The song nails it when it comes to the connection Jesus makes between unity and evangelism.  He could not have made it any clearer that when His people are experiencing and enjoying the unity with each other that He Himself has with the Father, then they will be able to accurately and effectively evangelize the world.

John Armstrong, my personal friend and part-time mentor in things missional and ecumenical, wrote sometime ago on his blog that, 
"While evangelicals are great at making discipleship and evangelism a priority they seem unconcerned about the damage they cause in the larger church when they refuse to make visible unity a much higher priority" (http://johnharmstrong.typepad.com/john_h_armstrong_/2011/07/a-global-survey-of-evangelical-leaders-unity-not-a-major-concern.html).  
John is dead on here.  As I said in my last post, what effectual good do our evangelistic and missionary programs, workshops, and resources do if we get "butts in the pews" yet are unable to retain them because they feel no intimate fellowship and love among the people?  Again, most of our efforts are all aimed in the wrong direction, I believe.  If evangelization and missional living is a fruit of true, spiritual unity then it seems our efforts must be aimed in the root direction.  Again, here's John Armstrong (from his foundational book Your Church is Too Small):
"A divided Church has no message for a divided world. Our failure to live in reconciled unity is a major obstacle to authenticity and effectiveness in mission. 
"A)    We lament the dividedness and divisiveness of our churches and organizations. We deeply and urgently long for Christians to cultivate a spirit of grace and to be obedient to Paul’s command to ‘make every 
"B)    While we recognize that our deepest unity is spiritual, we long for greater recognition of the missional power of visible, practical, earthly unity. So we urge Christian sisters and brothers worldwide, for the sake of our common witness and mission, to resist the temptation to split the body of Christ, and to seek the paths of reconciliation and restored unity wherever possible" (pp. 65-66).

The fact that this true unity must have a visible result turns our attention to the nature of that visible result.  In short, Jesus intends that the visible nature of unity be missional.  The visible result entails Jesus’ disciples being sent out into the world to win the world to Him, by means of their unity.
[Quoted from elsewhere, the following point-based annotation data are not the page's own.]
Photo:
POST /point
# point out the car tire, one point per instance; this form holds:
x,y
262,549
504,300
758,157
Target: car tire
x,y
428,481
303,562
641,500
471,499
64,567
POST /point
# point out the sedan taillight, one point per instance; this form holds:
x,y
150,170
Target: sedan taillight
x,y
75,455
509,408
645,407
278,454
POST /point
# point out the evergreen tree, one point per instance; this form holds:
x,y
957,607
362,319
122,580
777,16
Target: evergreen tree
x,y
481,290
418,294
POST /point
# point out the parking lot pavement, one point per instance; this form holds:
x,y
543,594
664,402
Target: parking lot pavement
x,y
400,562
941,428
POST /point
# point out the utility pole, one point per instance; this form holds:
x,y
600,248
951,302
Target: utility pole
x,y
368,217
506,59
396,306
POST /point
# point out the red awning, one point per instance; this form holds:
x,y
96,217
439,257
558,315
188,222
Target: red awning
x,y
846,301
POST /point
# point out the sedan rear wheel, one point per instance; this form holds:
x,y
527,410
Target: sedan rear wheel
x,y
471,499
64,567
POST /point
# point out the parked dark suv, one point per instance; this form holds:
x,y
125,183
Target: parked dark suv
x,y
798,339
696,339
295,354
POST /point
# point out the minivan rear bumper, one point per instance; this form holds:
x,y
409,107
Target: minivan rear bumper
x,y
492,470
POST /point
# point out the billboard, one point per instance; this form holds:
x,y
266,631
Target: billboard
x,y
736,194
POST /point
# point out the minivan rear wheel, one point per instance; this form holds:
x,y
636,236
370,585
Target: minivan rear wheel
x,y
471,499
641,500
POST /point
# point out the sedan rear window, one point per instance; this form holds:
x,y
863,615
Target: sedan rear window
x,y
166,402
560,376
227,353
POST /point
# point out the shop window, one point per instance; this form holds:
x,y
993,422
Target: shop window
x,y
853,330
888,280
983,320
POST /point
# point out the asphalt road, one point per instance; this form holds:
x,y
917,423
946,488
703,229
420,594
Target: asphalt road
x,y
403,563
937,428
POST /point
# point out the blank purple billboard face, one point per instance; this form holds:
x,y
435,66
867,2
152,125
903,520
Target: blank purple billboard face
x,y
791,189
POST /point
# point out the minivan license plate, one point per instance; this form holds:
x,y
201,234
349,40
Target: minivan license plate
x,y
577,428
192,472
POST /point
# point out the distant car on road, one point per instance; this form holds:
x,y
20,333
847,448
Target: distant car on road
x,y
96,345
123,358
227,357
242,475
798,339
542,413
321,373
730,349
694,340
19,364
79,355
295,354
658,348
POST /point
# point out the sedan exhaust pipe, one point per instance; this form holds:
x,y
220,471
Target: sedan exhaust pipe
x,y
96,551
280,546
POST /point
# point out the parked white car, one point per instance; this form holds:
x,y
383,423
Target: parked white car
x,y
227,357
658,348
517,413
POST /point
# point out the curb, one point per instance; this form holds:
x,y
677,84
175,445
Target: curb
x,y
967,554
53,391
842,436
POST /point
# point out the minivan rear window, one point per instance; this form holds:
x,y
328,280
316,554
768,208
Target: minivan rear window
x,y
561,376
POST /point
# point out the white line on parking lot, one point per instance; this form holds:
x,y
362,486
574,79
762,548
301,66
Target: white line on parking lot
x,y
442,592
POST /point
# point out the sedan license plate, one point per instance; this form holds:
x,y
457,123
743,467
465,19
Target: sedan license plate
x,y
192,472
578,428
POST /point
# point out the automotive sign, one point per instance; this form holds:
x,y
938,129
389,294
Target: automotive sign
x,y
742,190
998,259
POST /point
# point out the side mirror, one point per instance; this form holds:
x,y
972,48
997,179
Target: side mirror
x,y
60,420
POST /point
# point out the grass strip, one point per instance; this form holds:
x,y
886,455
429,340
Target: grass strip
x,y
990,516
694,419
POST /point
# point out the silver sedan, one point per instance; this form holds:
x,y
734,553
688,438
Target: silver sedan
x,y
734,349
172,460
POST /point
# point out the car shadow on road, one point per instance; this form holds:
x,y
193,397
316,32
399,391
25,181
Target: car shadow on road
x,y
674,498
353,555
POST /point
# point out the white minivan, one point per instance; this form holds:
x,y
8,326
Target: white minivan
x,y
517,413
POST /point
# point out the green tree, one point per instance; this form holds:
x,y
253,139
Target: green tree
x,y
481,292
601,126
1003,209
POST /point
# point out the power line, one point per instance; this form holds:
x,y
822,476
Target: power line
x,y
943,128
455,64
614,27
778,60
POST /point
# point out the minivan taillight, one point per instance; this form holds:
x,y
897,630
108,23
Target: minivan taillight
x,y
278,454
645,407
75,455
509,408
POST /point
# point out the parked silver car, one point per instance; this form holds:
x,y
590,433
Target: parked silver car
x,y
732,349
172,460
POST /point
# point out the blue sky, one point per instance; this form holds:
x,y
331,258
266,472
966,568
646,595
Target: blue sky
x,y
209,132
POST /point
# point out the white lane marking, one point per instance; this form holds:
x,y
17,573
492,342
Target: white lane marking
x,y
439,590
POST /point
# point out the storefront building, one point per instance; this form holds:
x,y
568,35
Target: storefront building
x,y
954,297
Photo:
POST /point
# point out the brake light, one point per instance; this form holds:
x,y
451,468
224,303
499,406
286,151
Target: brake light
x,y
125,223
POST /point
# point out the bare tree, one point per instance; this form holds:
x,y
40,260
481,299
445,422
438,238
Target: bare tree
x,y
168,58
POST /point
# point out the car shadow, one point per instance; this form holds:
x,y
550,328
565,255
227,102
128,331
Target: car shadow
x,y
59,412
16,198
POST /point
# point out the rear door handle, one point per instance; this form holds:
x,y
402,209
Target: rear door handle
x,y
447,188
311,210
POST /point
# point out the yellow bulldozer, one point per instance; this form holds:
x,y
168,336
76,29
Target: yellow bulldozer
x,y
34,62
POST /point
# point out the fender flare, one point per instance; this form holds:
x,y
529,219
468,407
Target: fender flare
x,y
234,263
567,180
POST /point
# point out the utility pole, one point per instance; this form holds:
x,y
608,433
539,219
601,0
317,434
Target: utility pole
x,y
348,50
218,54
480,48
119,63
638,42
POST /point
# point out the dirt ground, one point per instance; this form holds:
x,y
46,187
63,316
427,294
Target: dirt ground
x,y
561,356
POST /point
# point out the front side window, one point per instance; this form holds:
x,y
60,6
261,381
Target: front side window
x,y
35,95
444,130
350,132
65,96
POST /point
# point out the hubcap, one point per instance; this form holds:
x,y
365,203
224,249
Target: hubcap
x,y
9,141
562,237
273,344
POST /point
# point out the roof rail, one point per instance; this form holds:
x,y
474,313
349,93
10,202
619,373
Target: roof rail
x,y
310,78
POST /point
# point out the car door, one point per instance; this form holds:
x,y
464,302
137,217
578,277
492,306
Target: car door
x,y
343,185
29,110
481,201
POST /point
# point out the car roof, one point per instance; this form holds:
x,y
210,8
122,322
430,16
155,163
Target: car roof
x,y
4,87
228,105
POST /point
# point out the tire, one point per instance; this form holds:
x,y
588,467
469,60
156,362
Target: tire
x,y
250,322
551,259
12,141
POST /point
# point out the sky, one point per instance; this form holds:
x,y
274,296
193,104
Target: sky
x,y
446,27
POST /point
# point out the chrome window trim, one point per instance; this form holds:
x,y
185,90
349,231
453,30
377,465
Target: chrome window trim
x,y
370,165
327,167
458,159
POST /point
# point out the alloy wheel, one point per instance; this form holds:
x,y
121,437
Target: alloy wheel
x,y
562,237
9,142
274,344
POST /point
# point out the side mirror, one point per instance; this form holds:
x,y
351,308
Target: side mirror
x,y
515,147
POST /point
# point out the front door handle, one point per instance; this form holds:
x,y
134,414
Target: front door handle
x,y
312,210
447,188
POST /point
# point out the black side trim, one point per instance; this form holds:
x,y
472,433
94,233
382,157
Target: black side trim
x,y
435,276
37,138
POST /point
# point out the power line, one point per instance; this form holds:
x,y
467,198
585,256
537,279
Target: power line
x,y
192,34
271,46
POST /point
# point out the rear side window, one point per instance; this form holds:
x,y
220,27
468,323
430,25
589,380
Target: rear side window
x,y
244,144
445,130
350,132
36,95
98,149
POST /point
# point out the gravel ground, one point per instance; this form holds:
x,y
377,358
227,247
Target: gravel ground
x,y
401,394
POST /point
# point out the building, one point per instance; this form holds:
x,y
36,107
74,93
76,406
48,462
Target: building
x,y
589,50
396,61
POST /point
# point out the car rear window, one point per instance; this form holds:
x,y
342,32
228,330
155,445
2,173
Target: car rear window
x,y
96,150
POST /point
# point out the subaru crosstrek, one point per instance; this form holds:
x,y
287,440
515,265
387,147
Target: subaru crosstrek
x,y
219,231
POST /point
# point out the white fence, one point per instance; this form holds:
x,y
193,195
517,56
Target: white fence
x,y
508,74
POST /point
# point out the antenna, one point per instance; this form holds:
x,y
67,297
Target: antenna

Jesus uses the hina clause in the Greek in verses 11, 21 and 23.  You can see that translated in most English translations through the phrase “so that.”  This means that the unity Jesus is praying for has a “so that” or a purpose and a result.  The purpose and result of Jesus prayer, according to verse 11, is “so that they may be one, even as we are one.”  Unity of the people of God is the content of Jesus’ prayer.

Then, according to verses 21 and 23, the purpose and result of His prayer – the purpose of that content in verse 11 – is “so that the world may believe that you have sent me…so that the world may know that you sent me and loved them even as you loved me.”  Unity of the people of God toward world evangelization is the purpose of the content of Jesus' prayer.  Let me break this down briefly through some helpful exegesis.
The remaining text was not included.